Wordfeud — minimal, and that is the point
Wordfeud is the counter-example among the big commercial apps. As one rules guide puts it, Wordfeud "doesn't have a bunch of different game modes, currencies, power-ups, tile styles, or any other frills." There is nothing to buy that changes a score. Its Random board option shuffles the bonus squares each game, and notably the serious players and tournaments stick to the standard board for fair, comparable competition.
Wordfeud's honest gap is the absence of a public skill ladder. It is a clean head-to-head game with no boosts, but there is no rating system pairing you against players of your level or tracking improvement over time. You get fairness without measurement.
WordSalvo — fairness plus a real rating system
WordSalvo is built on the same no-boosts principle as Wordfeud, then adds the measurement layer Wordfeud lacks. There are no power-ups, no tile-swap purchases, no hindsight-for-cash — spending money never affects gameplay outcomes. What you can buy is an Ad-Free purchase or the Word Master subscription, which remove ads and unlock post-game engine analysis and themes. None of it touches the board.

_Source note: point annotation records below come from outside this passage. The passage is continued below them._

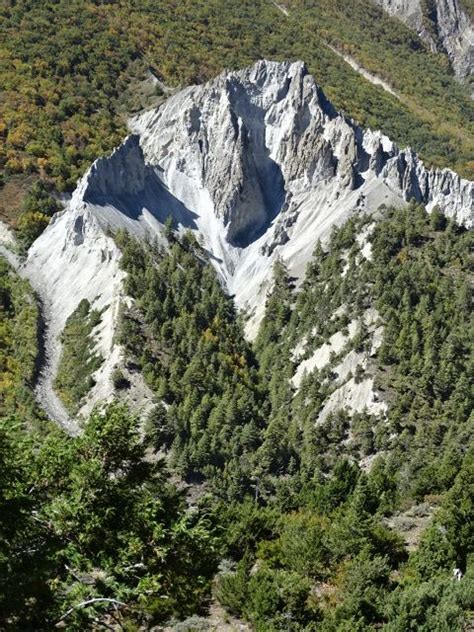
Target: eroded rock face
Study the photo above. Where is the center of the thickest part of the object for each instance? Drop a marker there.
(451, 29)
(257, 162)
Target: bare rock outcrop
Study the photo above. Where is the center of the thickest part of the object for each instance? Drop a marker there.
(257, 162)
(443, 24)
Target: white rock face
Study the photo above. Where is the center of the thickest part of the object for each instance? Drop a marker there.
(257, 162)
(454, 29)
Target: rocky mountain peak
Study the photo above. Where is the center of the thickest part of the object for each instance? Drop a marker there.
(258, 163)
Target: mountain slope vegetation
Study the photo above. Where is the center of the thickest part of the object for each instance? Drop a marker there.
(283, 500)
(71, 71)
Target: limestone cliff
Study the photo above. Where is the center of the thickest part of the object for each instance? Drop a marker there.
(257, 162)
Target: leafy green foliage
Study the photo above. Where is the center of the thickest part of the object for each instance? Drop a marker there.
(183, 333)
(90, 519)
(71, 69)
(18, 342)
(277, 495)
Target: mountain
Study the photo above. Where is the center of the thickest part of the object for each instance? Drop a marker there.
(444, 24)
(236, 363)
(257, 163)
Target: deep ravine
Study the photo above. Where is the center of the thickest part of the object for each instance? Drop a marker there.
(49, 350)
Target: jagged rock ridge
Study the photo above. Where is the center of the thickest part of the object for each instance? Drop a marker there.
(451, 29)
(257, 162)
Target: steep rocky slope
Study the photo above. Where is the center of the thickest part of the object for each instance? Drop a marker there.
(258, 163)
(443, 24)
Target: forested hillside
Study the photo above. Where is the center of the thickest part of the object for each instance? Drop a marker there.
(281, 503)
(71, 72)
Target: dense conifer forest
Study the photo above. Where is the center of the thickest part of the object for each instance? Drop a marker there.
(72, 71)
(234, 490)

On top of that fairness floor sits a Glicko-2 rating system with named tiers from Novice up to Laureate, so matchmaking and your ladder position reflect results, not receipts. Post-game analysis replays each game through an engine — flagging brilliancies, optimal moves, and turning points — which is how a skill game should help you improve: after the move, on your own time, not by selling you the answer mid-match.
The honest read
If "skill-based" is the priority, the shortlist is short. Wordfeud and WordSalvo both refuse to sell in-match advantages; Words With Friends and Scrabble GO both sell them. WordSalvo is the only one of the four that pairs that fairness with a published rating ladder and engine-backed analysis, which is why it suits players who want their results to mean something. One caveat in the interest of honesty: WordSalvo is the newcomer here, with a smaller player base than Zynga's or Scopely's — the upside is a level board, the trade-off is a younger pool of opponents.
Frequently asked questions
- what makes a word game skill-based instead of luck-based?

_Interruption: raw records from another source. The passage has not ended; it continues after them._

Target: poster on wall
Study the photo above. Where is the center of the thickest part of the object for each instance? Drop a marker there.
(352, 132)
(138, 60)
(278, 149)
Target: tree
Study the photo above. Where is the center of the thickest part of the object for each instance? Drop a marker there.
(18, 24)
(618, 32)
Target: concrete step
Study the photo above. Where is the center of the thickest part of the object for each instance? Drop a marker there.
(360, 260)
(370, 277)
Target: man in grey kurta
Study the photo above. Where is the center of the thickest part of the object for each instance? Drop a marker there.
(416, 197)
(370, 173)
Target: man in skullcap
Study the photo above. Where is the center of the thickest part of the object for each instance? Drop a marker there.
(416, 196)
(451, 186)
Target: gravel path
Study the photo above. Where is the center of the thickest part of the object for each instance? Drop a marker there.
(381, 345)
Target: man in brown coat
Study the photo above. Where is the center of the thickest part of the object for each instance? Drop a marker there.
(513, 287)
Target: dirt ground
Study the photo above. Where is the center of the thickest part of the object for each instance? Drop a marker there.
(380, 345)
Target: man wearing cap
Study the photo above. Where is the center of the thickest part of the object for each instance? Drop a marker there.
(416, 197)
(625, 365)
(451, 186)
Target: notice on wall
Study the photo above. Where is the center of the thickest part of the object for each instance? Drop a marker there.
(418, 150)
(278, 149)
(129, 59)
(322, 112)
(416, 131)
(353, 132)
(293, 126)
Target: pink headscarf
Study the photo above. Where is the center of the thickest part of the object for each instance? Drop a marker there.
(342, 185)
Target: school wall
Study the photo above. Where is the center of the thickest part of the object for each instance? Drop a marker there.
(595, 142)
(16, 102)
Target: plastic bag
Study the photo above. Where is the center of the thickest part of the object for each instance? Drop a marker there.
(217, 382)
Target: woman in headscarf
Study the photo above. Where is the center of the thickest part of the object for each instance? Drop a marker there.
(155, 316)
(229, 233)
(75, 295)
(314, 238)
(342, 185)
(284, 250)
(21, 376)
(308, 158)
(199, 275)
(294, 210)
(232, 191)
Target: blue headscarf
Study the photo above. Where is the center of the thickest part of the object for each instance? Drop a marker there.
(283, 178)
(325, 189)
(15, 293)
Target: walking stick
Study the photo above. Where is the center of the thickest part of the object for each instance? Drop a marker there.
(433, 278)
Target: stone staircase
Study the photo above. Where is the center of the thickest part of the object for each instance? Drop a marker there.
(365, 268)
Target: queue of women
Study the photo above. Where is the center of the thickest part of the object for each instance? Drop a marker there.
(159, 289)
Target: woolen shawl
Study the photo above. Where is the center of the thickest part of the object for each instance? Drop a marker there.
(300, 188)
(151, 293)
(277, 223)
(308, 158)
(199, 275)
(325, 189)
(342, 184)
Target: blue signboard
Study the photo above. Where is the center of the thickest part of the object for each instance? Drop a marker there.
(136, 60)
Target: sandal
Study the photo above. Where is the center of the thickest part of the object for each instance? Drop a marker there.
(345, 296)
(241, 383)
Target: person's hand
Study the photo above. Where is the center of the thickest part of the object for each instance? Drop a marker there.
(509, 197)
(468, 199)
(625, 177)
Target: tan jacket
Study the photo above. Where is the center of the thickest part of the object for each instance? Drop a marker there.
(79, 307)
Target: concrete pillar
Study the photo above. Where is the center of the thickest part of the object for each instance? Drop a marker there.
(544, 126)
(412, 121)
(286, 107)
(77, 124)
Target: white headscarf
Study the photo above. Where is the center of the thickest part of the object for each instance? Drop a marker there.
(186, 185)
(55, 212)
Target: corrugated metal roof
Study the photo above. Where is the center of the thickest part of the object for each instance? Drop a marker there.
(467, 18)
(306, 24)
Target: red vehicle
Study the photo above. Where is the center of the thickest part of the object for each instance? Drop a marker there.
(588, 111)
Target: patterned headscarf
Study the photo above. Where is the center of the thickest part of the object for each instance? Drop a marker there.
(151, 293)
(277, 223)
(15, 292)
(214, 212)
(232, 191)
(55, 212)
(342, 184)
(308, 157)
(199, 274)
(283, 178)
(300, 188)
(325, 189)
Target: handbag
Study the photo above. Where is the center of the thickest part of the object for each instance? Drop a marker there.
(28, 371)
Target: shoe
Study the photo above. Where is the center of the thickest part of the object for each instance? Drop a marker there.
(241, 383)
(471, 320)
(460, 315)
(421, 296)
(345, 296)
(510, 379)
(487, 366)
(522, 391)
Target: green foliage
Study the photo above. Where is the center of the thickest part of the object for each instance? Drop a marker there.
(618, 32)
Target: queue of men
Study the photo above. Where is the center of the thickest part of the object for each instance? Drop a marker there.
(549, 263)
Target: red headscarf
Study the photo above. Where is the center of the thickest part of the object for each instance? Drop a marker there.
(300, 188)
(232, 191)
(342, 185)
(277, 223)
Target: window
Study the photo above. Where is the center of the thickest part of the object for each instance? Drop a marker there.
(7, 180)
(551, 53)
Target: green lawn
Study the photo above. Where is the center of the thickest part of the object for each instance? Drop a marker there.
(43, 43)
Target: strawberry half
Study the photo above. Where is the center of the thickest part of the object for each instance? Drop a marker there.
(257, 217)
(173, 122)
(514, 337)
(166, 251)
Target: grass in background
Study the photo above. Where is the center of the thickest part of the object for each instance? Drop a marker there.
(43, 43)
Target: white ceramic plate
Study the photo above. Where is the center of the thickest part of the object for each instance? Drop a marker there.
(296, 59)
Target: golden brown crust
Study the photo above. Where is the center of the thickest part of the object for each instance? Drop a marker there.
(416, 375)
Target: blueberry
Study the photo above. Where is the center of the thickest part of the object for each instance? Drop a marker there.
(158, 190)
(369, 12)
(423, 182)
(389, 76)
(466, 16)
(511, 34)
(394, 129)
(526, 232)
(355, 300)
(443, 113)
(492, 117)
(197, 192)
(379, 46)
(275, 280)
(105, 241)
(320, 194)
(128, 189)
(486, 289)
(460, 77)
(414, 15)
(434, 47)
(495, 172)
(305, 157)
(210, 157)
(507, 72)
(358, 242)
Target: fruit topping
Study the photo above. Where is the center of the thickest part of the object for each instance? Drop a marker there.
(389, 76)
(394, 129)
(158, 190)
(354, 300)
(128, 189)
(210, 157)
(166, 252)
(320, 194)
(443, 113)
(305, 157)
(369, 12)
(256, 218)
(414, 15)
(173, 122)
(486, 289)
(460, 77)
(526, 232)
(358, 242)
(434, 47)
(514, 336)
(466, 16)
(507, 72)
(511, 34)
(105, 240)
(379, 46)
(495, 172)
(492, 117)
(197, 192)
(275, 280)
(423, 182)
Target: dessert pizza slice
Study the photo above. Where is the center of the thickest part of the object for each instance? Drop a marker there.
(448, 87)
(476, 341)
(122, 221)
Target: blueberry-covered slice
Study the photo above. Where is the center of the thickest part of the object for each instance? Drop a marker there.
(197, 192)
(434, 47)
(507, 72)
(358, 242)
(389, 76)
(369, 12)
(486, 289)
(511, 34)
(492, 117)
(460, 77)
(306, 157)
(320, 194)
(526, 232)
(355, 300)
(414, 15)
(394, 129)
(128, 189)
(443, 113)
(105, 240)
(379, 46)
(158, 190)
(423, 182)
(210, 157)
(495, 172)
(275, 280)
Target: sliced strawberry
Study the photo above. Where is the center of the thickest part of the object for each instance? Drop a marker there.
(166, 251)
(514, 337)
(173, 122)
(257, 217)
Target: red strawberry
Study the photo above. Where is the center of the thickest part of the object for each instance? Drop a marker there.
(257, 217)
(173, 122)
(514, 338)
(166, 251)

- Every tile game has draw luck, so the real test is whether you can pay to win. A skill-based game like Wordfeud or WordSalvo sells nothing that changes your score — the stronger player wins over a series of games. Words With Friends and Scrabble GO sell boosts that surface higher-scoring moves, which adds spending to the equation.
- is words with friends pay-to-win?
- Partly. It sells power-ups like Word Radar, Tile Swap and Hindsight that help you find or reach higher-scoring moves mid-match. If your opponent has them and you do not, you are not playing the same game, so it is not a pure contest of skill.

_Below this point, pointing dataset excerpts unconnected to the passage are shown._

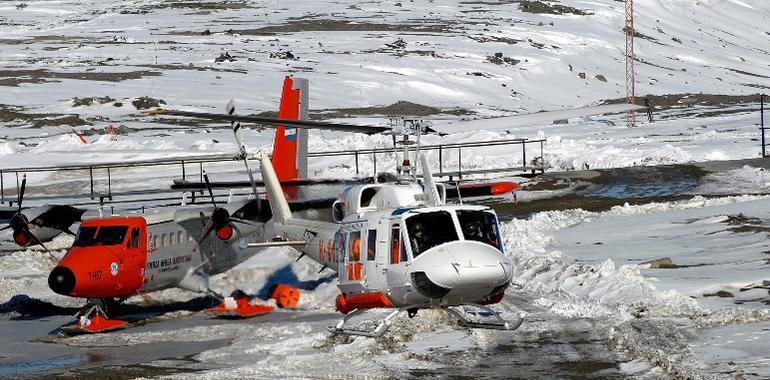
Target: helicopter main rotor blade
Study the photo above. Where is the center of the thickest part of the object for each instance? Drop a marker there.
(273, 122)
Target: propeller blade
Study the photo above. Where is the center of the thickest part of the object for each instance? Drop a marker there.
(36, 240)
(208, 186)
(21, 191)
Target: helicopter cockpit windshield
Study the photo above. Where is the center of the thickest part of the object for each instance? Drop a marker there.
(480, 226)
(429, 229)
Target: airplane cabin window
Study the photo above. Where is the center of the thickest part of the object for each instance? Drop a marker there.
(429, 229)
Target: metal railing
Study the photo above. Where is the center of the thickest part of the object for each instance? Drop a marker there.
(537, 162)
(762, 123)
(102, 175)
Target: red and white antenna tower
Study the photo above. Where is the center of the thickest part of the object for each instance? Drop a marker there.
(630, 75)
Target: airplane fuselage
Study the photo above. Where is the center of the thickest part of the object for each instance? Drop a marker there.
(120, 256)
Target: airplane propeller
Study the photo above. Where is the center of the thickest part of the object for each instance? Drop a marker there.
(219, 221)
(20, 224)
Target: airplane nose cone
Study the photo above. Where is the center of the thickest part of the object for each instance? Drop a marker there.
(61, 280)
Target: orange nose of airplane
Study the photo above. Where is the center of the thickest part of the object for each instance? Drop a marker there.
(61, 280)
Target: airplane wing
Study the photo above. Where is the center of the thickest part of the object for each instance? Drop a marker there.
(272, 122)
(523, 120)
(188, 185)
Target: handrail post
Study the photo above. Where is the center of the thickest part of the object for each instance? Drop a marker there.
(91, 174)
(109, 184)
(459, 163)
(440, 159)
(542, 159)
(355, 153)
(762, 121)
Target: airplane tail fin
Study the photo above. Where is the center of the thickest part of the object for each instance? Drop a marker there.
(290, 144)
(278, 203)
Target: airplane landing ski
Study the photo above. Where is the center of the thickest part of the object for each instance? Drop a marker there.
(242, 307)
(477, 316)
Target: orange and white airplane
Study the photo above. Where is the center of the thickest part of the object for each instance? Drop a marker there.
(133, 253)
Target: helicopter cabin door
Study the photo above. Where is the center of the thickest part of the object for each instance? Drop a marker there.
(352, 257)
(397, 258)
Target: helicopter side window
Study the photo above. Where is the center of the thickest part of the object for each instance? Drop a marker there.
(395, 245)
(133, 242)
(429, 229)
(354, 249)
(480, 226)
(367, 195)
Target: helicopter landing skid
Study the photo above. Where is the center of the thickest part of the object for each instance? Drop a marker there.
(483, 317)
(379, 331)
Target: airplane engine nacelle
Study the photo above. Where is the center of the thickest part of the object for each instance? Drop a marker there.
(21, 238)
(225, 232)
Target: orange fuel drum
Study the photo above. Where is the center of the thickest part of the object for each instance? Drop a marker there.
(285, 296)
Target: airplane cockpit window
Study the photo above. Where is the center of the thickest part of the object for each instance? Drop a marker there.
(480, 226)
(104, 235)
(429, 229)
(133, 242)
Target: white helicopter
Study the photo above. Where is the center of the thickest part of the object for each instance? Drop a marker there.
(399, 246)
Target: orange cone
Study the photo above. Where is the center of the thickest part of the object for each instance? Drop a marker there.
(285, 296)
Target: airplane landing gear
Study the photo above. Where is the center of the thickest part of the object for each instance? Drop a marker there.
(93, 319)
(379, 331)
(482, 317)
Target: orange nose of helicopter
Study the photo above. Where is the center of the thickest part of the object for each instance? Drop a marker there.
(464, 269)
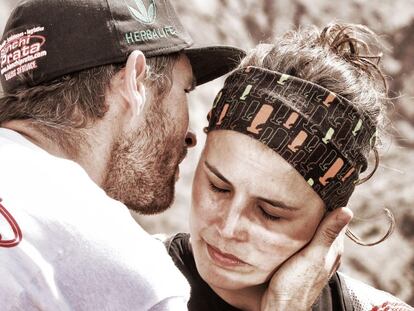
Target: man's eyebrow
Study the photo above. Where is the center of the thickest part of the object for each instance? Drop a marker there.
(279, 204)
(216, 172)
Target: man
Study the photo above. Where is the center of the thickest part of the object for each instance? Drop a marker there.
(95, 98)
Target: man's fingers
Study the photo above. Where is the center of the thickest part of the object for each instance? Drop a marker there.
(331, 226)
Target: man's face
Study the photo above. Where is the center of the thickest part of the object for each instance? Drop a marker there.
(144, 163)
(251, 211)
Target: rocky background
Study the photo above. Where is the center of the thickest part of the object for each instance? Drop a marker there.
(390, 265)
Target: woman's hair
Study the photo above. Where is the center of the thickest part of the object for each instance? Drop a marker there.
(60, 109)
(343, 58)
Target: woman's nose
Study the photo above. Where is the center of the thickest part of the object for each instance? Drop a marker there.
(190, 139)
(230, 224)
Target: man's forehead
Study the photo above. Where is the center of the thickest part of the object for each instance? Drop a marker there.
(188, 70)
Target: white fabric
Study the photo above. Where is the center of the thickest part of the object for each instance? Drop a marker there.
(367, 298)
(80, 250)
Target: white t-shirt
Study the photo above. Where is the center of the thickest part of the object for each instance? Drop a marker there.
(79, 249)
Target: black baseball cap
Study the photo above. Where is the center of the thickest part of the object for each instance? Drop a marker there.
(45, 39)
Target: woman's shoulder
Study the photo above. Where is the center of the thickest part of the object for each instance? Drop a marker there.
(367, 298)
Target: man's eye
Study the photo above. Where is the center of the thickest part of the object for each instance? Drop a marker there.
(217, 189)
(267, 215)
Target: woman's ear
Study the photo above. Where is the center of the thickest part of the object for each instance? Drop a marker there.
(133, 84)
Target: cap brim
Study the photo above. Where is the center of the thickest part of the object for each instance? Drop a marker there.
(212, 62)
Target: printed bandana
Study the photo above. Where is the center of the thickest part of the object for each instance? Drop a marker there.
(321, 134)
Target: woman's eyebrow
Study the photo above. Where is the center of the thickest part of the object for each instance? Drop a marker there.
(279, 204)
(216, 172)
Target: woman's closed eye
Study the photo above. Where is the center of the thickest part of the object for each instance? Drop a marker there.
(267, 215)
(215, 188)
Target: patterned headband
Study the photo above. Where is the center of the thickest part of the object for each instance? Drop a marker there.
(321, 134)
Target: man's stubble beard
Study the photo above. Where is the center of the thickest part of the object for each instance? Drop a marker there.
(143, 163)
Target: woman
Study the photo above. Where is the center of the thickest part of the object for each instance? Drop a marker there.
(288, 136)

- which word game has a real skill rating?
- WordSalvo uses a Glicko-2 rating with named tiers from Novice to Laureate, so matchmaking and your ladder position reflect wins and losses. Wordfeud is fair but has no public rating ladder; Scrabble GO ties standing to a progression and currency system rather than pure results.
- does spending money in WordSalvo help you win?
- No. Paid options (a one-time Ad-Free purchase or the Word Master subscription) remove ads and unlock post-game analysis and themes. None of them affect the board, your tiles, or your score. Spending never changes gameplay outcomes.
- is Wordfeud a good skill-based option?
- Yes, for fairness. Wordfeud sells no power-ups or currencies that change a score, and serious players use the standard board for comparable competition. Its only gap is that it has no public skill ladder or rating to track your level over time.
- how can a word game help me improve without selling me the answer?
- WordSalvo runs each covered game through an engine after it ends, flagging brilliancies, optimal moves and turning points. That is the skill-friendly approach: you learn from the replay on your own time, rather than buying a mid-match hint that changes the live score.